2 Comments
User's avatar
Leonid Bugaev's avatar

I can definitely say that I feel very weird right now, and my sense of reality—what is real and what is not—is definitely distorted when applied to AI. This is a very complex, non-deterministic machine; however, we try to apply rule-based evaluations on top of them. It's the same as putting a person into a box or a checklist. Everyone is unique, and on every evaluation, on every slightly different question, you will get a different answer from the AI. I don't believe these benchmarks, and I totally agree that the part with intuition is ignored almost completely.

It's interesting when it applies to HR. When I'm hiring a person, I always use my intuition. If I tell an HR person that I disqualified a candidate because I don't like him as a person—the way he talks, the way he moves, the small nuances in what he talked about—they will tell me I should never say that because I can get legally sued for this kind of review. But I am still doing it. We are evaluating humans; we have our intuition, and sometimes you just know something is not right.

At the same time, I had a weird example recently. A person was charming in the first part of the interview. I saw that, okay, this is a person I want to hire. But he started falling apart on the more technical side of the interview, trying to fall back on humor or other nlp techniques, which made me very concerned. However, my colleague was not concerned. In the end, I disqualified him, but I ended up after this call in such a weird feeling that I don't know what is real anymore. If you are a person with the capability to be charming, there is a set of people who are just good with others—they know how to talk, they have a good sense of humor, and they can speak almost on any topic and still charm the audience, but there is no depth. Imagine combining such person with knowledge of AI system.

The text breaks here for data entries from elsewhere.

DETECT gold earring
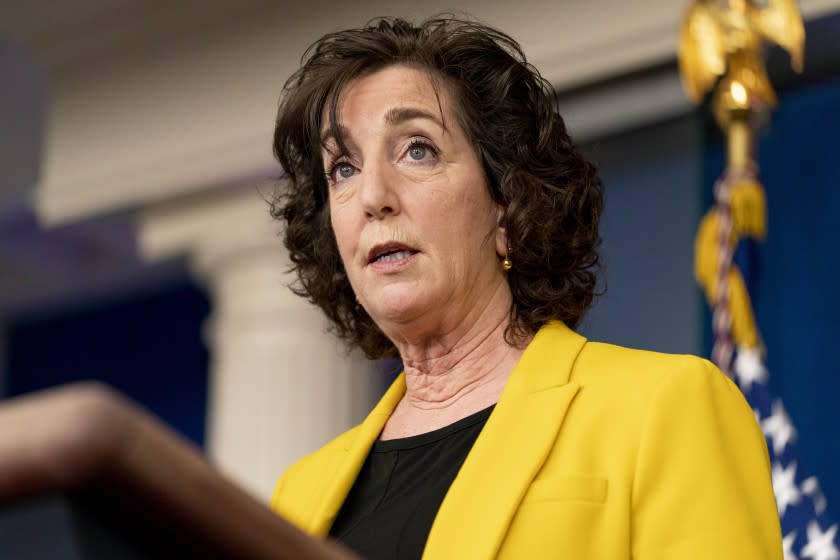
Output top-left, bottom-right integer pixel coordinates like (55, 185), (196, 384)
(502, 246), (513, 271)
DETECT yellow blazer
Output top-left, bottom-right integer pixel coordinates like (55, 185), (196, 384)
(271, 322), (782, 559)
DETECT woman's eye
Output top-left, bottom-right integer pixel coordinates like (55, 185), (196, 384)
(405, 141), (437, 163)
(328, 161), (355, 183)
(337, 163), (355, 179)
(408, 144), (428, 160)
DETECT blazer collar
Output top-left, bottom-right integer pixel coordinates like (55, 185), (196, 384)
(423, 321), (586, 559)
(306, 373), (406, 536)
(307, 321), (587, 557)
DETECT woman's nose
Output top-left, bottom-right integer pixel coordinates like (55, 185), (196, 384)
(359, 161), (400, 220)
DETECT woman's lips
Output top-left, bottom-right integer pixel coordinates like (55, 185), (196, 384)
(367, 242), (418, 263)
(367, 246), (419, 273)
(374, 249), (415, 263)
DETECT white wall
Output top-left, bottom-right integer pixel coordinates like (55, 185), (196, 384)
(29, 0), (840, 226)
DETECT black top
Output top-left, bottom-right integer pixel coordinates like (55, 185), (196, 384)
(329, 404), (495, 560)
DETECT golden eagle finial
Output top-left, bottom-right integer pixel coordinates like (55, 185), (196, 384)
(679, 0), (804, 118)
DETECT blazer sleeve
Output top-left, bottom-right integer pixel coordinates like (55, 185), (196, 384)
(630, 357), (783, 559)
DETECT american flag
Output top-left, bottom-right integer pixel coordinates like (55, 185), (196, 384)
(732, 346), (839, 560)
(710, 172), (839, 560)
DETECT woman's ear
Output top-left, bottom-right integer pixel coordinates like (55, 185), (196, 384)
(495, 206), (508, 258)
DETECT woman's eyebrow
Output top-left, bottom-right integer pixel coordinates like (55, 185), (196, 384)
(320, 124), (352, 148)
(384, 107), (446, 131)
(319, 106), (446, 149)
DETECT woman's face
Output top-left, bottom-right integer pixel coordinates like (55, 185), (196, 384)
(323, 65), (508, 337)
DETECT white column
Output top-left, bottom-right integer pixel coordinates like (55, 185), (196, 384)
(139, 187), (380, 500)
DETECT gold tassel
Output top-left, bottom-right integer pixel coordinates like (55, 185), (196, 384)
(693, 179), (767, 350)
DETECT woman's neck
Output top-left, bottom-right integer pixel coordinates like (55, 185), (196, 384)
(381, 286), (531, 439)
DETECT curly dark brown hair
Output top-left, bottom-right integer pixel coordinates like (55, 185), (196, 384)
(271, 15), (602, 359)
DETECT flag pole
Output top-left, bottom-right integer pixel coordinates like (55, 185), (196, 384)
(679, 0), (803, 373)
(679, 3), (840, 557)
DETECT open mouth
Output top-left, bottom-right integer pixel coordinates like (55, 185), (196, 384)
(367, 243), (419, 265)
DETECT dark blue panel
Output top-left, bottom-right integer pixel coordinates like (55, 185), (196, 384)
(581, 116), (703, 355)
(5, 282), (210, 448)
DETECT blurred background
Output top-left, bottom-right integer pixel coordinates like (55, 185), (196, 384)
(1, 0), (838, 506)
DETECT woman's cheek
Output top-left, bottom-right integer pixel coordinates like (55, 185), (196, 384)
(329, 181), (357, 207)
(329, 213), (359, 269)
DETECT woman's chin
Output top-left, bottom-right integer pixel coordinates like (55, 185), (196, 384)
(366, 287), (431, 326)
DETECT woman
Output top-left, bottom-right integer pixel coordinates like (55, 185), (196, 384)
(269, 16), (782, 559)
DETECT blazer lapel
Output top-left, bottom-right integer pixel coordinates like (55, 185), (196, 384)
(307, 374), (406, 536)
(423, 322), (587, 560)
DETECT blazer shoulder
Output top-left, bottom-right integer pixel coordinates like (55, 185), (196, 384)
(572, 341), (751, 422)
(575, 340), (727, 390)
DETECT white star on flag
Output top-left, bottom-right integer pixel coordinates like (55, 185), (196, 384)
(734, 345), (768, 391)
(773, 461), (802, 516)
(803, 477), (828, 516)
(763, 399), (798, 455)
(784, 531), (799, 560)
(801, 521), (839, 560)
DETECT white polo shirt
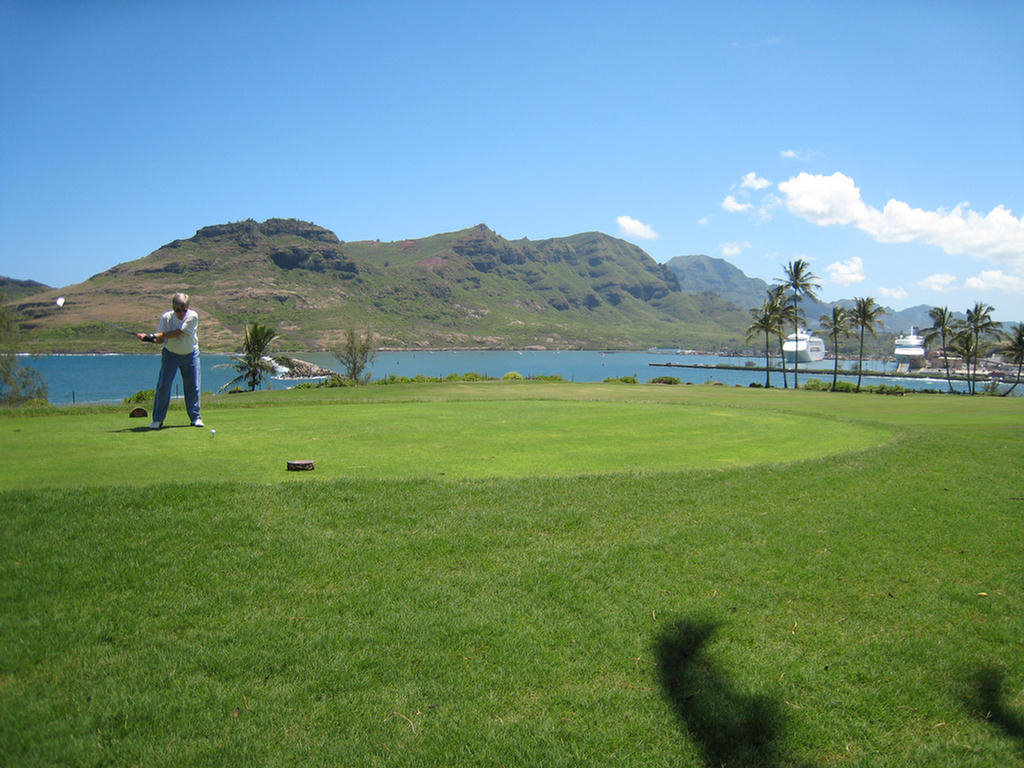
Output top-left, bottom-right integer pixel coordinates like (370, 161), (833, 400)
(157, 309), (199, 355)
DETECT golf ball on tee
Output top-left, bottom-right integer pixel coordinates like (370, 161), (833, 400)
(210, 429), (216, 437)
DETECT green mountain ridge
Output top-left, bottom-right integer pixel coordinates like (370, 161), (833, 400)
(8, 218), (965, 355)
(664, 253), (957, 336)
(0, 276), (52, 303)
(10, 219), (748, 353)
(665, 254), (770, 312)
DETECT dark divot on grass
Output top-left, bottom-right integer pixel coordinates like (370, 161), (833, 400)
(966, 666), (1024, 755)
(654, 618), (815, 768)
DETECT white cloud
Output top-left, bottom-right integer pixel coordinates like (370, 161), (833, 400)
(616, 215), (659, 240)
(825, 256), (865, 286)
(720, 241), (750, 257)
(722, 195), (752, 213)
(965, 270), (1024, 294)
(779, 148), (823, 162)
(741, 172), (772, 190)
(757, 193), (782, 222)
(697, 217), (709, 226)
(879, 286), (908, 300)
(777, 172), (1024, 276)
(778, 172), (872, 227)
(919, 273), (957, 293)
(724, 175), (777, 220)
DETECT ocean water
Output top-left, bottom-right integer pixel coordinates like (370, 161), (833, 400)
(17, 350), (962, 406)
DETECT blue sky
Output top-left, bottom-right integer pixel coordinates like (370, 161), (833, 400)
(2, 0), (1022, 322)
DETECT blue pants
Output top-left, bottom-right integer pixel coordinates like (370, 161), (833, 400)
(153, 348), (201, 424)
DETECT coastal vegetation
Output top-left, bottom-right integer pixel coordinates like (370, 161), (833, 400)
(745, 286), (790, 389)
(818, 305), (851, 391)
(961, 302), (1003, 395)
(778, 259), (821, 389)
(918, 303), (1008, 396)
(333, 328), (377, 384)
(999, 322), (1024, 395)
(216, 322), (281, 393)
(740, 277), (1016, 397)
(922, 305), (959, 393)
(0, 290), (47, 405)
(1, 383), (1022, 765)
(851, 296), (887, 392)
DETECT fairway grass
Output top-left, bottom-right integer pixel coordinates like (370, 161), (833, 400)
(2, 383), (1022, 766)
(0, 385), (893, 489)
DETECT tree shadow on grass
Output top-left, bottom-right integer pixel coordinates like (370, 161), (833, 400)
(655, 618), (815, 768)
(966, 666), (1024, 756)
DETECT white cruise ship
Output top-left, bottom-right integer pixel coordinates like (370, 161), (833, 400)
(894, 327), (927, 370)
(783, 328), (826, 363)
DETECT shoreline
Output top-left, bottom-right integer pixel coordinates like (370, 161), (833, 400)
(650, 360), (1013, 383)
(17, 348), (1015, 384)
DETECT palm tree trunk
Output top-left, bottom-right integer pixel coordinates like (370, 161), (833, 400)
(1001, 362), (1022, 396)
(764, 329), (771, 387)
(941, 332), (953, 393)
(971, 332), (979, 395)
(793, 319), (800, 389)
(778, 337), (788, 388)
(856, 327), (865, 392)
(832, 337), (839, 390)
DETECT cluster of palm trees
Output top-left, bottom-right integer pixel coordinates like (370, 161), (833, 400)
(922, 303), (1024, 395)
(746, 262), (1024, 395)
(746, 260), (888, 392)
(217, 323), (381, 392)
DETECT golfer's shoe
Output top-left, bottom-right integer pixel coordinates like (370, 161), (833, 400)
(149, 421), (162, 430)
(192, 418), (205, 427)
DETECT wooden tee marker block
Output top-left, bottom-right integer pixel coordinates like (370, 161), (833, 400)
(286, 460), (316, 471)
(129, 407), (148, 418)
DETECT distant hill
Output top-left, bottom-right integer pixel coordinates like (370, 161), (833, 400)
(665, 254), (770, 313)
(1, 276), (51, 303)
(12, 219), (750, 353)
(883, 304), (956, 332)
(10, 219), (982, 354)
(664, 255), (955, 341)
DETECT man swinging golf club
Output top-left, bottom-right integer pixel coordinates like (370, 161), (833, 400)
(137, 293), (204, 429)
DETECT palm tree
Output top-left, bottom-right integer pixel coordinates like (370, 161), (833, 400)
(778, 259), (821, 389)
(963, 302), (1002, 394)
(947, 324), (975, 393)
(747, 293), (783, 388)
(921, 306), (957, 393)
(851, 297), (885, 392)
(218, 322), (280, 392)
(819, 306), (851, 391)
(761, 285), (793, 388)
(997, 322), (1024, 396)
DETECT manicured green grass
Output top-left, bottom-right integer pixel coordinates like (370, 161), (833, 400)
(2, 383), (1022, 766)
(0, 383), (892, 489)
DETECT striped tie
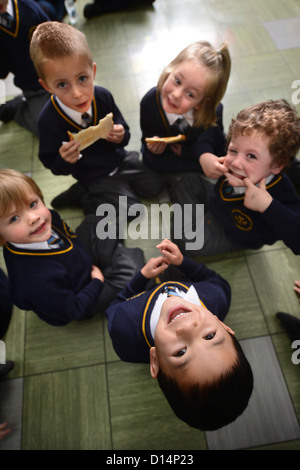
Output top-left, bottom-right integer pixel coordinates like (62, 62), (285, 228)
(47, 235), (64, 248)
(81, 113), (92, 127)
(163, 285), (183, 298)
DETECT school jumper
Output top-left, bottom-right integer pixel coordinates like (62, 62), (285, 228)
(140, 86), (226, 173)
(173, 173), (300, 256)
(38, 86), (164, 214)
(0, 0), (50, 133)
(105, 257), (231, 363)
(3, 210), (144, 326)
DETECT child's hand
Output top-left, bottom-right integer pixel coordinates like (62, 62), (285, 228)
(146, 138), (167, 155)
(91, 265), (104, 283)
(156, 239), (183, 266)
(59, 141), (81, 163)
(199, 153), (228, 178)
(106, 124), (125, 144)
(141, 256), (169, 279)
(0, 422), (11, 441)
(294, 280), (300, 299)
(243, 178), (273, 212)
(170, 143), (183, 156)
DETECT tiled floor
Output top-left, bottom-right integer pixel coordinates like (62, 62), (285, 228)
(0, 0), (300, 450)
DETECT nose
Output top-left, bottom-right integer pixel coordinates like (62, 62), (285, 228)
(72, 84), (82, 99)
(231, 153), (243, 169)
(176, 319), (199, 339)
(27, 211), (40, 225)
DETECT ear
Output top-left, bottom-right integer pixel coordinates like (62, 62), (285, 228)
(149, 347), (159, 378)
(217, 318), (235, 336)
(270, 162), (284, 175)
(38, 78), (52, 94)
(93, 62), (97, 80)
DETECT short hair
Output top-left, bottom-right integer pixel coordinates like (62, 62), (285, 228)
(30, 21), (94, 80)
(0, 169), (44, 218)
(157, 41), (231, 128)
(157, 333), (253, 431)
(227, 99), (300, 169)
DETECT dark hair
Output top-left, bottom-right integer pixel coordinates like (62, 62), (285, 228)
(157, 334), (253, 430)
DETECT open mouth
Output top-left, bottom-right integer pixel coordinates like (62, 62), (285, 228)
(167, 306), (191, 324)
(31, 222), (46, 235)
(228, 169), (246, 181)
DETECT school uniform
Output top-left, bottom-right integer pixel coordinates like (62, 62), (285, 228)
(0, 269), (13, 338)
(38, 86), (164, 214)
(0, 0), (50, 133)
(105, 257), (231, 363)
(140, 86), (226, 173)
(172, 172), (300, 256)
(3, 210), (144, 326)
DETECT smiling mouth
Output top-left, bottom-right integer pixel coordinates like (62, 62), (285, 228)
(228, 169), (246, 181)
(31, 222), (46, 235)
(168, 306), (191, 324)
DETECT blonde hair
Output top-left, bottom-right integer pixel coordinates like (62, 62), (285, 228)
(227, 99), (300, 168)
(30, 21), (94, 79)
(0, 169), (44, 218)
(157, 41), (231, 128)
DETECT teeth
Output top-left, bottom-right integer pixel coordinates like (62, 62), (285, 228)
(171, 311), (188, 322)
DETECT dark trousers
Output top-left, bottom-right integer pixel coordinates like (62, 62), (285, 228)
(76, 215), (145, 314)
(0, 269), (13, 339)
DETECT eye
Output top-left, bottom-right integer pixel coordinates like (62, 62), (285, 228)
(79, 75), (87, 83)
(247, 153), (257, 160)
(30, 200), (37, 209)
(57, 81), (67, 89)
(186, 91), (194, 99)
(9, 215), (19, 224)
(175, 347), (186, 357)
(204, 333), (216, 340)
(174, 76), (181, 85)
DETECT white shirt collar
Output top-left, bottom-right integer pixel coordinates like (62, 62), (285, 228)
(166, 109), (194, 127)
(9, 230), (60, 251)
(6, 0), (13, 17)
(150, 285), (201, 338)
(56, 97), (92, 126)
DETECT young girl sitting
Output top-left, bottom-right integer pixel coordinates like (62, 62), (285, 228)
(140, 40), (231, 176)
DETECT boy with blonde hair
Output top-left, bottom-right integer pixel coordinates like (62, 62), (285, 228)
(30, 21), (163, 214)
(0, 169), (144, 326)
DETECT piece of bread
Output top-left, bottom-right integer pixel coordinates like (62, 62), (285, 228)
(68, 112), (114, 150)
(145, 134), (186, 144)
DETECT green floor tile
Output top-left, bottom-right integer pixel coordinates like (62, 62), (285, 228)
(22, 365), (111, 450)
(107, 361), (207, 450)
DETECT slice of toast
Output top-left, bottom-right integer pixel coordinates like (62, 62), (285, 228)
(68, 112), (114, 150)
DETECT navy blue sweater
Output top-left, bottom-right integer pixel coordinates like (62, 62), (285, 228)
(3, 211), (103, 326)
(105, 257), (231, 363)
(140, 86), (226, 162)
(0, 0), (49, 91)
(210, 174), (300, 254)
(38, 86), (130, 185)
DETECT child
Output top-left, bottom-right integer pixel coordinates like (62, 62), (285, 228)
(105, 239), (253, 430)
(172, 99), (300, 256)
(0, 0), (51, 134)
(29, 21), (164, 215)
(0, 169), (144, 326)
(140, 41), (231, 174)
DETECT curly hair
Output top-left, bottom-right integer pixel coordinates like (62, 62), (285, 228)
(227, 99), (300, 168)
(157, 41), (231, 129)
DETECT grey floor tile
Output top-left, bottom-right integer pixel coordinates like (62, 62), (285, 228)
(263, 17), (300, 50)
(0, 378), (23, 450)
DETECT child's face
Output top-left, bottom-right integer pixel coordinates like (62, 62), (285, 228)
(161, 59), (210, 116)
(224, 132), (283, 187)
(0, 194), (52, 245)
(39, 55), (96, 113)
(150, 297), (236, 385)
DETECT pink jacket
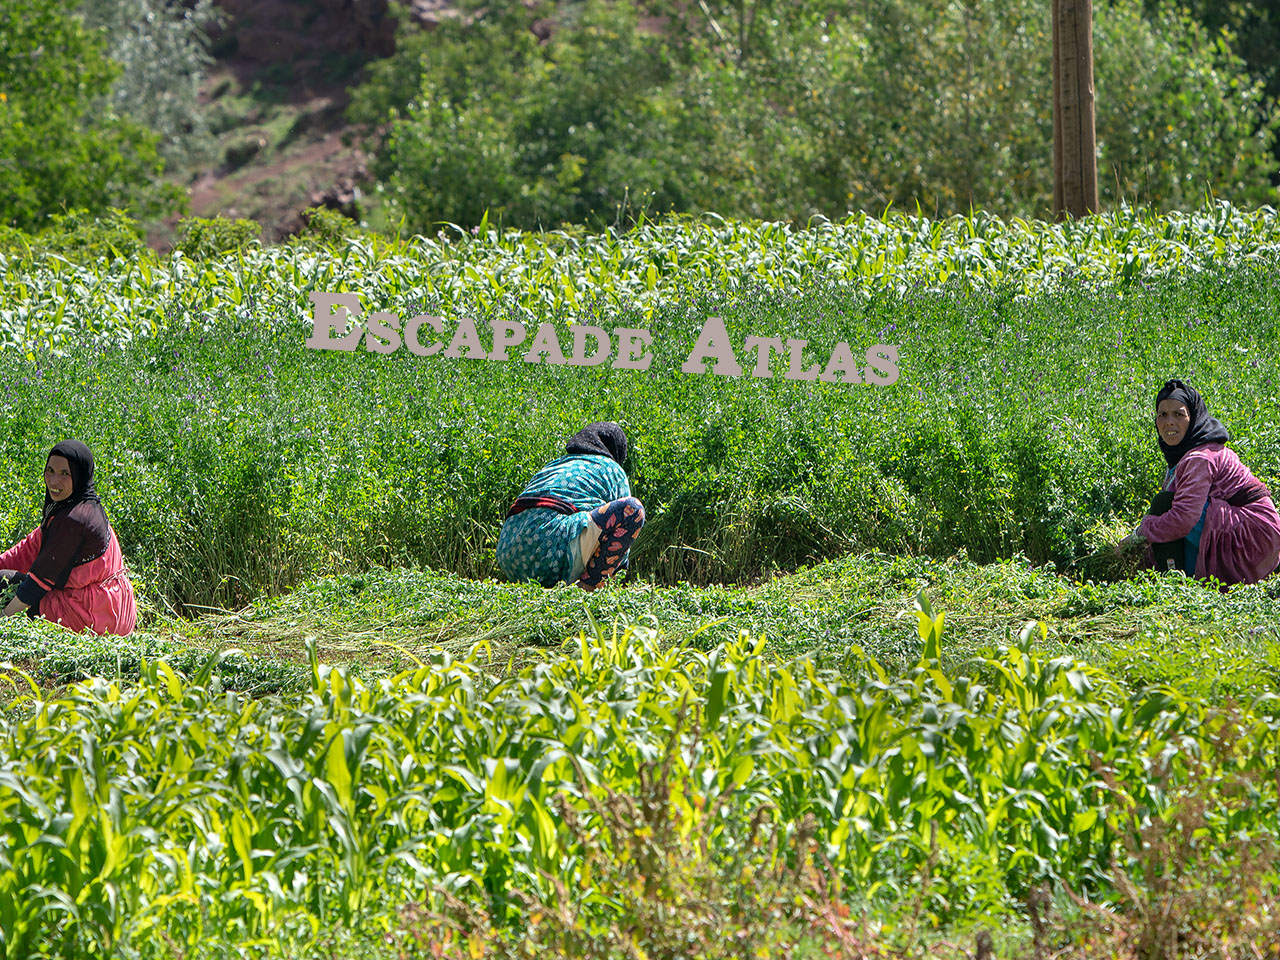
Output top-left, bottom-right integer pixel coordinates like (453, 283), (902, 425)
(1138, 444), (1280, 588)
(0, 524), (137, 636)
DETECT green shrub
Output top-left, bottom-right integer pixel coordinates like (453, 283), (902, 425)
(0, 209), (147, 264)
(291, 206), (366, 249)
(37, 208), (147, 263)
(78, 0), (225, 171)
(0, 0), (185, 231)
(173, 214), (262, 260)
(366, 0), (693, 232)
(0, 225), (34, 259)
(1094, 1), (1279, 210)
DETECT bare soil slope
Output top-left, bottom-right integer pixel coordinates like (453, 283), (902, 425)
(156, 0), (459, 249)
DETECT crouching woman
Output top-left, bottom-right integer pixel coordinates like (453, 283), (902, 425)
(0, 441), (138, 635)
(1118, 380), (1280, 588)
(496, 422), (645, 591)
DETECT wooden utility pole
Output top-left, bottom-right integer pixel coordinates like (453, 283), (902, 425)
(1052, 0), (1099, 218)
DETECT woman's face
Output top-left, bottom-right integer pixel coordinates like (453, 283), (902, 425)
(1156, 399), (1191, 446)
(45, 455), (73, 502)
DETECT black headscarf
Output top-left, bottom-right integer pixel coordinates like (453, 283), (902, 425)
(1155, 379), (1229, 469)
(16, 440), (112, 598)
(42, 440), (102, 526)
(565, 422), (628, 465)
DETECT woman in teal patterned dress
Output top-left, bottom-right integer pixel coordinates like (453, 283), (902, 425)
(496, 422), (646, 591)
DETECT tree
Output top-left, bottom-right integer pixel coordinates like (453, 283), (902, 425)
(77, 0), (225, 171)
(1053, 0), (1099, 217)
(350, 0), (1277, 227)
(0, 0), (185, 231)
(1092, 2), (1277, 209)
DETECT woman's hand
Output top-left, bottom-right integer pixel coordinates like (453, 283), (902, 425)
(1113, 531), (1147, 557)
(0, 573), (26, 618)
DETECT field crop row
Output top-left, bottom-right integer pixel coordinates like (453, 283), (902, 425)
(1, 199), (1279, 953)
(2, 201), (1279, 353)
(2, 607), (1277, 958)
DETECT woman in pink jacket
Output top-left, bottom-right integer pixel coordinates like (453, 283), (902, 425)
(0, 441), (137, 635)
(1119, 380), (1280, 588)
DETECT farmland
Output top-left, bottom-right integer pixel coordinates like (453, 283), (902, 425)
(2, 203), (1280, 957)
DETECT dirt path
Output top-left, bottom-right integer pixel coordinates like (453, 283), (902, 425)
(154, 0), (463, 249)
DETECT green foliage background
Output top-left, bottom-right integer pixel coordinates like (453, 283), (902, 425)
(351, 0), (1280, 232)
(0, 0), (186, 232)
(3, 0), (1280, 236)
(77, 0), (225, 170)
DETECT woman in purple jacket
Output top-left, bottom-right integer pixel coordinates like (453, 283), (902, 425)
(1118, 379), (1280, 587)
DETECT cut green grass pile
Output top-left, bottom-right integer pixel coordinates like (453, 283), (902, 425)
(7, 554), (1280, 705)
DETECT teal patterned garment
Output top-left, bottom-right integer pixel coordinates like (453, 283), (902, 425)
(1163, 466), (1210, 576)
(496, 454), (630, 586)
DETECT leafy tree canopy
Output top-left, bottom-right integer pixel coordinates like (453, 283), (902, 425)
(349, 0), (1278, 232)
(0, 0), (185, 232)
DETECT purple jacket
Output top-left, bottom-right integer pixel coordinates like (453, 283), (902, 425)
(1138, 444), (1280, 588)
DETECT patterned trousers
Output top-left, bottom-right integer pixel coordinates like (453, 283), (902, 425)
(578, 497), (645, 590)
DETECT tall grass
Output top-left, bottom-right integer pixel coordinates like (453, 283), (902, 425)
(1, 250), (1277, 610)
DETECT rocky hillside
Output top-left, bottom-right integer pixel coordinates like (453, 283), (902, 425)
(159, 0), (459, 249)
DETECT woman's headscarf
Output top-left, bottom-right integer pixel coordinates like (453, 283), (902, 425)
(565, 422), (628, 466)
(1155, 379), (1229, 468)
(42, 441), (103, 525)
(27, 441), (111, 592)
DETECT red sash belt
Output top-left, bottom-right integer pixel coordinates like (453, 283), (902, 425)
(506, 495), (580, 519)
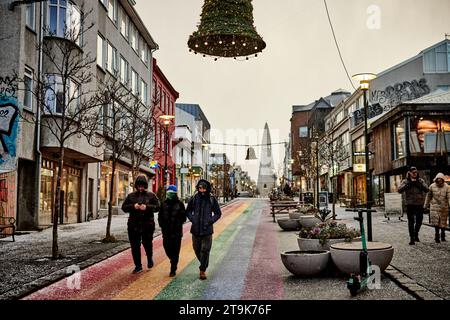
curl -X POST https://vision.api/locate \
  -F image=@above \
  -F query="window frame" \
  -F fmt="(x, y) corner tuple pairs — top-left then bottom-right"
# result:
(23, 66), (34, 111)
(26, 2), (36, 31)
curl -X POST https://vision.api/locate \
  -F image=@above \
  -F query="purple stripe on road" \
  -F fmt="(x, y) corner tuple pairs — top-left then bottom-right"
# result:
(241, 205), (285, 300)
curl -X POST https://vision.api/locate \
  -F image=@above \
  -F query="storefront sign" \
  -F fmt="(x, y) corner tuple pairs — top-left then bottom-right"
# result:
(353, 164), (366, 173)
(318, 191), (329, 208)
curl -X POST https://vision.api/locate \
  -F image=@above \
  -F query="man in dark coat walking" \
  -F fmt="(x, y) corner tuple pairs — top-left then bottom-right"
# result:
(158, 185), (186, 277)
(186, 179), (222, 280)
(398, 167), (429, 245)
(122, 175), (160, 274)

During interviews, we found that a majority of candidates actually use AI-assisted flows. So if you look at it from the perspective of the person being interviewed, they have some box on the screen with transparent text which almost immediately gives them advice on what to answer. Obviously, while I can't prove if this person used it or not, imagine applying this charm combined with AI knowledge and real-time analysis of who is interviewing you and what kind of answers will best satisfy them. You get such a monstrosity where it is very hard to distinguish what is real and what is not anymore. In the end, I disqualified this candidate because of my intuition, but I'm not sure if I will be able to do so the next time.

And it's interesting you talking about these group feelings. I understand what it means, and I have felt it; however, I'm not sure how to codify it, or even if it *should* be codified. We're so obsessed with rules, and we are ignoring the human nature of people, which is sometimes irrational and sometimes something we can't explain or codify. I feel we definitely should, but it requires some societal changes, even on the legal side of things. If you just say, "I don't feel good about it," or a group of people say something like that, no one will listen to them—they will ask for proof. And how do you prove your intuition? So it requires, a kind of system based purely on trust and subjective authority. You just trust this group of people because of their authority.

I feel this topic is also interesting because it is challenging what it means to be human. Where is the line between the artifactual and the humanistic? Where is the line between the deterministic and non-deterministic? Where is the line between the deterministic rule and one human trusting the other one.

Mark Gurvis's avatar

Leo - this is the conversation I've been trying to start. The Verification Gap is the right name for it.

Your hiring story is exactly the kind of problem I'm trying to address. The intuition caught what the rule-based system couldn't. The legal-organizational structure makes acting on it harder, and may make it impossible the next time.

Your three closing questions are the territory I'm working in. Let's talk longer. Zoom when you have time, or next time we're in the same place. Spain was good.